Not logged in. · Lost password · Register
Forum: General Help and Support Plugins Plugin Wishlist RSS
insert links to new page everywhere
Avatar
clemo #1
Member since Jun 2016 · 5 posts
Group memberships: Members
Show profile · Link to this post
Subject: insert links to new page everywhere
Dear forum,
I am looking for a way to automatically insert links to new pages on every page where the new pages name is mentioned (just for the first occurrence).

I didn't find anything on this except for https://forum.dokuwiki.org/thread/11827 which I don't fully understand. Is there a plugin by chance?

If no plugin exists, I'd write myself a script that greps through all pages and updates the necessary ones. Probably not in PHP, but I'd share it if there's interest.

I expect this to get computationally costly if the wiki in question exceeds a certain size, but for my purpose I expect it to work.
Avatar
turnermm (Moderator) #2
Member since Oct 2009 · 4690 posts · Location: Canada
Group memberships: Global Moderators, Members, Super Mods
Show profile · Link to this post
I'm not sure I understand understand the rationale for this.  If you are mentioning a page, isn't it a simple matter to embed the first (or any) occurrence in a link?
Myron Turner
github: https://github.com/turnermm
plugins, templates: http://www.mturner.org/devel
Avatar
og #3
Member since May 2006 · 436 posts · Location: Bayern
Group memberships: Members
Show profile · Link to this post
Hey turner, i think what he is looking for is some kind of automatically linking of words who match a page's name. Something like acronyms but with real linking.

@clemo: If you follow this, think about performance. This kind of dynamic linking implies that everytime a new page is created, all pages need to be scanned and updated, or everytime a page is rendered, each word must be checked all over the wiki for matching pages. Maybe this can be done void by smart indexing and linkbuilding, but your get definetivly gets slower the larger it gets.

What i could think of is a action which can be called additionally in the context of a page which will do some find and replace. E.G. you open page named "flyingbot" and click on "Replace word by link everywhere". Then the Plugin searches and replaces all words in all wikipages which match the current pages name with a standard dokuwiki-link to that page. This may take some time, and maybe will not change pages currently editing, but can work.
Oli...
Avatar
clemo #4
Member since Jun 2016 · 5 posts
Group memberships: Members
Show profile · Link to this post
yes, og, I want to automatically link to words that match a new page's name.

Of course this can get costly, as I mentioned, but for starting up a small company wiki with a lot of technical pages that should link to each other, the computational overhead is much better than the alternative, namely manual overhead or incomplete linking (at least in my plan). I also just want the first mention of the new page's name on another page linked, not every single one.

As I have full access to the server, the respective job can as well run in the background. Using grep to find the first occurrence of the new page's name in all current pages shouldn't be expensive at all. Depending on the number of pages returned, the insertion of the links might take a while, but running dwpage.php in the background, this won't change a users experience surfing the wiki. All I need is a trigger to start the job.
One can also reduce the number of pages returned by using only the difference to a grep that looks for links.

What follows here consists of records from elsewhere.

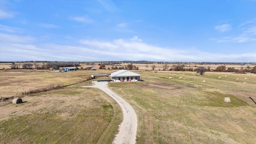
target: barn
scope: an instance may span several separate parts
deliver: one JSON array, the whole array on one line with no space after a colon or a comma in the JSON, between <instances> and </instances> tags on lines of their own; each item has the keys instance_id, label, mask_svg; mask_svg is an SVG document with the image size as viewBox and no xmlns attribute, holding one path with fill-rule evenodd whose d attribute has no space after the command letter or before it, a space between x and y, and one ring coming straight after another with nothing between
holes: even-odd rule
<instances>
[{"instance_id":1,"label":"barn","mask_svg":"<svg viewBox=\"0 0 256 144\"><path fill-rule=\"evenodd\" d=\"M141 76L136 73L128 70L122 70L111 73L110 80L113 82L137 82Z\"/></svg>"},{"instance_id":2,"label":"barn","mask_svg":"<svg viewBox=\"0 0 256 144\"><path fill-rule=\"evenodd\" d=\"M73 70L77 70L77 68L76 67L66 68L63 69L63 70L65 71L73 71Z\"/></svg>"}]
</instances>

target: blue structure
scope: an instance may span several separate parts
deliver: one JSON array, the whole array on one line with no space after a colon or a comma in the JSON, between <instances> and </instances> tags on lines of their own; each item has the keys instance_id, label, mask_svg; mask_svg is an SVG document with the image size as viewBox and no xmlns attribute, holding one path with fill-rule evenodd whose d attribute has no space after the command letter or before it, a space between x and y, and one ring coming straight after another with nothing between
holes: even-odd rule
<instances>
[{"instance_id":1,"label":"blue structure","mask_svg":"<svg viewBox=\"0 0 256 144\"><path fill-rule=\"evenodd\" d=\"M76 68L76 67L66 68L64 68L63 70L64 71L70 71L76 70L77 70L77 68Z\"/></svg>"}]
</instances>

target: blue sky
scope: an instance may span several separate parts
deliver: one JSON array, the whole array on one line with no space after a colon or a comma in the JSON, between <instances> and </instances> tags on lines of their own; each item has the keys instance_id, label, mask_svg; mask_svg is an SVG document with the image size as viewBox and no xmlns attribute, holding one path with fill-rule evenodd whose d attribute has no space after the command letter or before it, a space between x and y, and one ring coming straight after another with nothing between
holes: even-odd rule
<instances>
[{"instance_id":1,"label":"blue sky","mask_svg":"<svg viewBox=\"0 0 256 144\"><path fill-rule=\"evenodd\" d=\"M256 62L255 0L0 1L0 61Z\"/></svg>"}]
</instances>

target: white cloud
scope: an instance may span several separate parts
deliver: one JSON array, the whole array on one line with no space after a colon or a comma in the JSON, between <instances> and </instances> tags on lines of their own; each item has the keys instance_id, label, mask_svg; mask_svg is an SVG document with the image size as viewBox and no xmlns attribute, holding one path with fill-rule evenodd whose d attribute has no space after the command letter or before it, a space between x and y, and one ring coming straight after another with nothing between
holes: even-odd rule
<instances>
[{"instance_id":1,"label":"white cloud","mask_svg":"<svg viewBox=\"0 0 256 144\"><path fill-rule=\"evenodd\" d=\"M141 42L142 41L142 39L139 39L138 36L134 36L132 38L130 39L132 41L137 41Z\"/></svg>"},{"instance_id":2,"label":"white cloud","mask_svg":"<svg viewBox=\"0 0 256 144\"><path fill-rule=\"evenodd\" d=\"M37 25L45 28L61 28L60 26L52 24L38 24Z\"/></svg>"},{"instance_id":3,"label":"white cloud","mask_svg":"<svg viewBox=\"0 0 256 144\"><path fill-rule=\"evenodd\" d=\"M220 32L226 32L231 30L232 28L230 24L225 24L220 26L215 26L214 29Z\"/></svg>"},{"instance_id":4,"label":"white cloud","mask_svg":"<svg viewBox=\"0 0 256 144\"><path fill-rule=\"evenodd\" d=\"M242 23L237 28L240 34L236 36L226 36L217 42L243 43L256 41L256 19Z\"/></svg>"},{"instance_id":5,"label":"white cloud","mask_svg":"<svg viewBox=\"0 0 256 144\"><path fill-rule=\"evenodd\" d=\"M214 54L195 48L164 48L132 39L81 40L78 45L40 43L34 38L0 33L0 61L256 61L256 54Z\"/></svg>"},{"instance_id":6,"label":"white cloud","mask_svg":"<svg viewBox=\"0 0 256 144\"><path fill-rule=\"evenodd\" d=\"M5 31L9 33L20 33L21 30L19 28L8 26L0 24L0 31Z\"/></svg>"},{"instance_id":7,"label":"white cloud","mask_svg":"<svg viewBox=\"0 0 256 144\"><path fill-rule=\"evenodd\" d=\"M126 25L126 24L124 22L124 23L122 23L118 24L117 25L116 25L116 26L119 28L124 28L125 27Z\"/></svg>"},{"instance_id":8,"label":"white cloud","mask_svg":"<svg viewBox=\"0 0 256 144\"><path fill-rule=\"evenodd\" d=\"M34 38L29 36L1 33L0 33L0 42L10 44L30 43L34 40ZM1 49L2 48L1 48Z\"/></svg>"},{"instance_id":9,"label":"white cloud","mask_svg":"<svg viewBox=\"0 0 256 144\"><path fill-rule=\"evenodd\" d=\"M71 18L71 19L78 22L86 23L90 23L93 22L94 22L94 20L93 20L89 18L88 16L75 16Z\"/></svg>"},{"instance_id":10,"label":"white cloud","mask_svg":"<svg viewBox=\"0 0 256 144\"><path fill-rule=\"evenodd\" d=\"M10 10L5 10L0 8L0 19L12 18L15 17L16 12Z\"/></svg>"},{"instance_id":11,"label":"white cloud","mask_svg":"<svg viewBox=\"0 0 256 144\"><path fill-rule=\"evenodd\" d=\"M109 12L114 12L118 11L114 4L110 0L98 0L104 8Z\"/></svg>"}]
</instances>

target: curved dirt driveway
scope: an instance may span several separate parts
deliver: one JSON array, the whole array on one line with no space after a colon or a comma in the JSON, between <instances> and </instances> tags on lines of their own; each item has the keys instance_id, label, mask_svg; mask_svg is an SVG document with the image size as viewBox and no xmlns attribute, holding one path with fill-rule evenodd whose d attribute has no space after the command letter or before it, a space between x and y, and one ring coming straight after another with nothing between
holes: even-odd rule
<instances>
[{"instance_id":1,"label":"curved dirt driveway","mask_svg":"<svg viewBox=\"0 0 256 144\"><path fill-rule=\"evenodd\" d=\"M107 82L94 81L94 85L83 87L98 88L108 94L119 104L123 111L124 120L119 126L119 132L112 143L135 144L137 131L137 115L130 105L107 87Z\"/></svg>"}]
</instances>

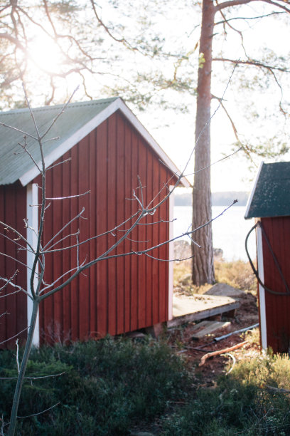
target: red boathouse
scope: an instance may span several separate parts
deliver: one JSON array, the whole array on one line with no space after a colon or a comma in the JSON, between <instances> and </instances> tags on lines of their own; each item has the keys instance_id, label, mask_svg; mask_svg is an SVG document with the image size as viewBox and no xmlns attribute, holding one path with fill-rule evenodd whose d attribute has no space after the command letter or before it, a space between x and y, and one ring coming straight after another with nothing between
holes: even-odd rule
<instances>
[{"instance_id":1,"label":"red boathouse","mask_svg":"<svg viewBox=\"0 0 290 436\"><path fill-rule=\"evenodd\" d=\"M290 347L290 162L262 163L245 218L256 219L261 343Z\"/></svg>"},{"instance_id":2,"label":"red boathouse","mask_svg":"<svg viewBox=\"0 0 290 436\"><path fill-rule=\"evenodd\" d=\"M33 110L41 133L60 108ZM0 121L34 135L27 109L1 113ZM16 229L33 245L35 235L31 227L37 229L39 222L39 170L18 145L23 135L3 126L0 129L0 221ZM114 229L138 209L137 202L131 199L134 190L138 190L138 176L148 203L163 198L179 174L119 98L68 105L51 129L50 137L54 140L45 143L44 153L46 166L52 166L47 172L46 197L53 199L45 212L43 246L83 207L85 219L73 221L59 239L66 237L73 242L75 237L68 235L80 229L82 242ZM37 143L29 137L25 140L29 153L39 162ZM183 185L188 186L186 180L183 179ZM161 191L162 187L165 190ZM81 197L57 199L87 191L90 194ZM149 225L139 225L115 252L137 252L168 239L172 234L172 223L168 222L172 207L170 198L154 216L146 218ZM24 219L28 219L27 229ZM0 278L9 279L17 271L14 285L28 289L30 251L19 250L13 232L0 227ZM116 238L118 234L112 232L81 245L80 261L96 258ZM65 246L65 241L54 248ZM172 262L156 259L172 259L172 247L163 245L151 254L156 259L136 254L100 261L63 291L44 300L35 344L120 334L171 319ZM75 268L77 256L76 249L47 254L45 283L51 284ZM0 298L0 348L12 346L16 338L25 340L31 310L26 294L15 292L15 286L4 288L4 283L0 280L1 296L8 294Z\"/></svg>"}]
</instances>

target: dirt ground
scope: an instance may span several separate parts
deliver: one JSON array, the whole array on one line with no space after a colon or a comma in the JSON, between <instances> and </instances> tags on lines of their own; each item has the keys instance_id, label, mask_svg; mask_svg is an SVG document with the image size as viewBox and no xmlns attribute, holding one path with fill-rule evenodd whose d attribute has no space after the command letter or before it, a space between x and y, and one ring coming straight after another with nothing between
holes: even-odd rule
<instances>
[{"instance_id":1,"label":"dirt ground","mask_svg":"<svg viewBox=\"0 0 290 436\"><path fill-rule=\"evenodd\" d=\"M237 299L240 306L236 309L233 318L226 316L215 317L218 321L228 321L230 324L225 328L215 331L212 334L198 340L193 339L193 327L195 323L188 323L168 331L169 341L178 353L182 353L195 366L195 374L200 378L202 386L214 386L218 375L229 370L235 359L238 360L242 356L257 355L259 352L259 335L257 329L251 334L251 340L242 348L230 352L235 358L229 355L219 355L207 359L205 363L198 366L201 358L208 352L221 351L232 347L245 341L244 333L235 333L225 339L215 341L214 338L227 334L230 332L249 327L259 322L257 298L251 292L245 291L242 296ZM196 332L196 331L195 331Z\"/></svg>"}]
</instances>

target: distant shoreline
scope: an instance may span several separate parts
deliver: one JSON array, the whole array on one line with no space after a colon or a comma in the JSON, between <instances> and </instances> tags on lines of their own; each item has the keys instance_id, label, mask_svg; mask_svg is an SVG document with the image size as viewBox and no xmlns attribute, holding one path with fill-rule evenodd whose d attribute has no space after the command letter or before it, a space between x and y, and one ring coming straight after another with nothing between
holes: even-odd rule
<instances>
[{"instance_id":1,"label":"distant shoreline","mask_svg":"<svg viewBox=\"0 0 290 436\"><path fill-rule=\"evenodd\" d=\"M233 200L237 199L237 206L247 204L249 192L229 191L227 192L213 192L213 206L229 206ZM176 194L174 196L174 206L192 206L192 196L190 193Z\"/></svg>"}]
</instances>

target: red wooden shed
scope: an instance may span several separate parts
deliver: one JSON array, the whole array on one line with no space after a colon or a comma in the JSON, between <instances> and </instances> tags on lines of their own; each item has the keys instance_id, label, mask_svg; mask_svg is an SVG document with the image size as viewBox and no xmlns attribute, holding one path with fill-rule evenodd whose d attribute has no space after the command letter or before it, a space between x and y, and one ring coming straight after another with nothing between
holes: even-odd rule
<instances>
[{"instance_id":1,"label":"red wooden shed","mask_svg":"<svg viewBox=\"0 0 290 436\"><path fill-rule=\"evenodd\" d=\"M41 132L45 130L60 108L33 110ZM31 134L34 132L27 109L1 113L0 121ZM0 221L33 244L35 235L29 227L38 227L36 205L41 184L39 171L27 153L19 153L22 149L18 143L23 141L23 135L3 125L1 129ZM44 147L46 166L53 164L47 172L47 197L68 197L87 191L90 194L51 200L45 212L43 245L82 207L85 219L74 221L60 237L68 237L80 229L80 241L85 241L113 229L137 209L136 202L130 199L133 190L138 187L138 176L144 186L144 199L149 202L164 197L165 190L160 190L166 185L167 189L168 180L173 185L179 174L119 98L70 104L53 125L50 137L55 139ZM40 162L37 144L29 137L25 140L34 160ZM188 186L186 180L183 183ZM117 253L138 251L169 239L172 207L172 200L163 203L153 217L147 217L151 225L139 226L130 240L118 246ZM29 224L27 229L25 219ZM159 224L153 224L156 222ZM12 240L15 235L3 225L0 234L0 277L10 278L17 270L14 283L29 289L32 261L29 250L18 251ZM81 245L80 261L95 258L116 237L112 232ZM151 254L168 260L172 257L172 248L163 245ZM45 283L53 282L64 271L75 267L76 256L75 249L48 255ZM0 281L0 288L4 284ZM0 296L9 295L0 299L0 347L26 336L30 299L15 290L11 286L1 289ZM166 321L172 318L172 262L138 255L99 262L43 302L34 343L116 335Z\"/></svg>"},{"instance_id":2,"label":"red wooden shed","mask_svg":"<svg viewBox=\"0 0 290 436\"><path fill-rule=\"evenodd\" d=\"M290 347L290 162L262 163L245 218L256 219L261 343Z\"/></svg>"}]
</instances>

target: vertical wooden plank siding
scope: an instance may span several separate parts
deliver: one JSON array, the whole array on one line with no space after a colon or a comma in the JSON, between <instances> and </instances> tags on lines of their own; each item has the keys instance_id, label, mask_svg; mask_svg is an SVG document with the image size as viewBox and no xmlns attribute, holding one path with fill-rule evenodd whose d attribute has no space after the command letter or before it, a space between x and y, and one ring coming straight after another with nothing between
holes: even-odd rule
<instances>
[{"instance_id":1,"label":"vertical wooden plank siding","mask_svg":"<svg viewBox=\"0 0 290 436\"><path fill-rule=\"evenodd\" d=\"M124 222L125 220L125 143L124 143L124 124L117 117L117 225ZM116 232L117 239L120 239L124 236L124 226ZM117 248L117 254L124 253L127 248L125 243L120 244ZM124 279L125 279L125 259L119 257L117 261L116 271L116 286L117 286L117 301L116 301L116 315L117 315L117 334L124 331Z\"/></svg>"},{"instance_id":2,"label":"vertical wooden plank siding","mask_svg":"<svg viewBox=\"0 0 290 436\"><path fill-rule=\"evenodd\" d=\"M96 132L97 161L95 164L96 180L96 234L102 234L107 230L107 211L108 205L107 174L107 122L100 125ZM97 239L97 253L100 256L107 248L107 234ZM102 261L97 264L97 283L94 287L97 293L97 325L99 336L104 336L108 332L108 262Z\"/></svg>"},{"instance_id":3,"label":"vertical wooden plank siding","mask_svg":"<svg viewBox=\"0 0 290 436\"><path fill-rule=\"evenodd\" d=\"M290 286L290 217L262 218L262 224L270 246L288 286ZM282 279L263 238L263 261L265 285L277 292L286 292ZM279 353L288 352L290 346L290 296L265 293L267 337L268 346Z\"/></svg>"},{"instance_id":4,"label":"vertical wooden plank siding","mask_svg":"<svg viewBox=\"0 0 290 436\"><path fill-rule=\"evenodd\" d=\"M119 113L104 121L58 162L68 158L71 158L70 162L48 172L48 196L68 197L88 190L90 193L77 199L52 200L46 216L43 243L50 240L52 232L58 231L85 207L85 219L74 221L58 237L66 239L55 246L64 248L75 243L75 236L69 235L78 229L81 242L104 233L81 245L80 263L101 256L136 219L131 219L113 231L139 208L138 202L131 199L134 190L139 198L141 196L138 175L146 206L154 197L151 206L164 197L167 193L164 184L172 175ZM143 224L157 224L138 226L111 254L138 251L166 241L168 224L158 223L168 219L168 207L167 202L153 216L144 218ZM112 232L106 233L111 229ZM149 253L157 259L166 259L168 254L166 246ZM57 275L75 268L76 254L73 249L48 256L45 281L52 283ZM103 336L107 333L115 335L166 321L168 271L166 261L159 262L146 255L99 261L58 295L43 302L41 312L43 340L53 338L65 341Z\"/></svg>"},{"instance_id":5,"label":"vertical wooden plank siding","mask_svg":"<svg viewBox=\"0 0 290 436\"><path fill-rule=\"evenodd\" d=\"M26 229L24 228L23 219L26 217L26 188L16 182L11 185L0 187L0 221L6 223L17 229L26 237ZM0 233L5 234L11 239L16 239L15 234L11 230L5 229L0 226ZM18 238L17 238L18 239ZM17 242L26 247L26 245L18 240ZM0 275L10 278L17 270L17 274L14 283L26 289L26 270L20 262L26 264L26 254L24 250L18 251L18 247L8 238L0 236L0 252L5 253L7 256L0 254ZM11 257L8 257L10 256ZM18 259L19 262L14 260ZM0 287L4 283L0 281ZM0 348L15 346L16 338L20 343L26 338L26 331L19 333L27 327L27 304L26 296L23 292L12 294L16 289L11 286L4 288L1 296L9 296L0 299ZM9 295L9 294L11 295ZM12 336L15 338L7 341Z\"/></svg>"}]
</instances>

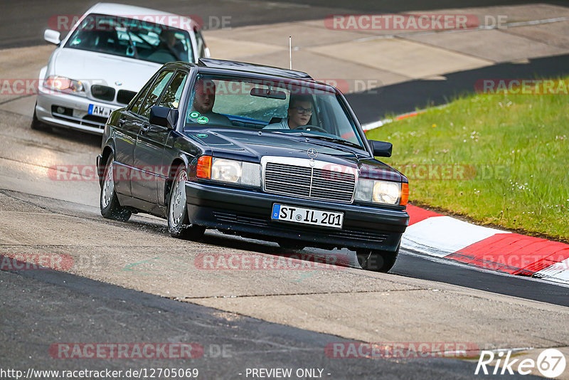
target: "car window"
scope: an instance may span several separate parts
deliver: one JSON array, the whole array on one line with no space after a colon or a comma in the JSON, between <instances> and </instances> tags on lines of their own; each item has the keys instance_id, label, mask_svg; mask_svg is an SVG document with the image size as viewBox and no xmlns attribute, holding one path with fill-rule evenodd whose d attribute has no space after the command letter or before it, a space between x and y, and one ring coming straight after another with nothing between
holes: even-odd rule
<instances>
[{"instance_id":1,"label":"car window","mask_svg":"<svg viewBox=\"0 0 569 380\"><path fill-rule=\"evenodd\" d=\"M312 81L200 74L186 125L203 124L341 139L363 147L363 135L338 93Z\"/></svg>"},{"instance_id":2,"label":"car window","mask_svg":"<svg viewBox=\"0 0 569 380\"><path fill-rule=\"evenodd\" d=\"M186 83L187 77L187 73L181 71L177 72L164 91L164 95L162 95L162 99L158 105L169 108L178 108L180 104L180 97L182 95L182 90L184 90L184 85Z\"/></svg>"},{"instance_id":3,"label":"car window","mask_svg":"<svg viewBox=\"0 0 569 380\"><path fill-rule=\"evenodd\" d=\"M168 84L168 81L170 80L170 78L173 74L173 71L163 71L158 75L152 87L150 88L146 99L140 106L139 115L144 117L150 116L150 108L153 105L156 105L156 102L160 97L160 94L162 93L162 90Z\"/></svg>"},{"instance_id":4,"label":"car window","mask_svg":"<svg viewBox=\"0 0 569 380\"><path fill-rule=\"evenodd\" d=\"M134 113L137 114L139 110L140 110L140 105L142 105L142 102L144 101L144 98L146 97L147 94L148 93L148 90L151 86L152 83L154 83L153 79L149 80L148 83L147 83L147 84L144 85L144 87L142 88L142 90L139 91L138 95L135 97L135 100L130 107L130 110Z\"/></svg>"},{"instance_id":5,"label":"car window","mask_svg":"<svg viewBox=\"0 0 569 380\"><path fill-rule=\"evenodd\" d=\"M124 16L88 14L65 47L157 63L193 61L188 31Z\"/></svg>"}]
</instances>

Having an additional button as og suggests is not my favorite solution because I want to prevent users from forgetting to link. If I'd use an additional button, they might forget pressing that plus if the plan is that the button has to be clicked on every new page, it should be a called autoamtically.
The advantage of the button would be that everyone can use it again anytime. Which is also a possible disadvantage, because lazy people might abuse the button and restart the costly process every time they are too lazy to insert links in the pages they're editing. I'd rather keep that possibility to myself to periodically update the links.
Avatar
clemo #5
Member since Jun 2016 · 5 posts
Group memberships: Members
Show profile · Link to this post
In reply to post #2
Hi turner,
I want to create links to new pages on the existing ones. So that i a user creates a page called 'OrganizationZ' and there are 100 pages that contain 'Organization Z' somewhere in the text, the creator of the new page (or, more probably, the wiki admin in the context of a company wiki), doesn't have to visit each of the 100 pages by hand and change the first occurrence of 'Orgnaization Z' to a link to the page OrganizationZ.
I hope that clarifies my intentions?
Avatar
og #6
Member since May 2006 · 436 posts · Location: Bayern
Group memberships: Members
Show profile · Link to this post
Hi clemo,
you make yourself clear and i think i fully understand what you want to do. This sounds not so bad at all. Lets see how we can do this...

First decision to make is, if it should change pages source or just look like links. First one needs to update the pages having matching words many times (for each word found to have a corresponding page). The page needs to be stored ab rendered. This process needs huge ammount of ressources and takes long time.

Saving a NEW page trigger the update process, which will be sufficient.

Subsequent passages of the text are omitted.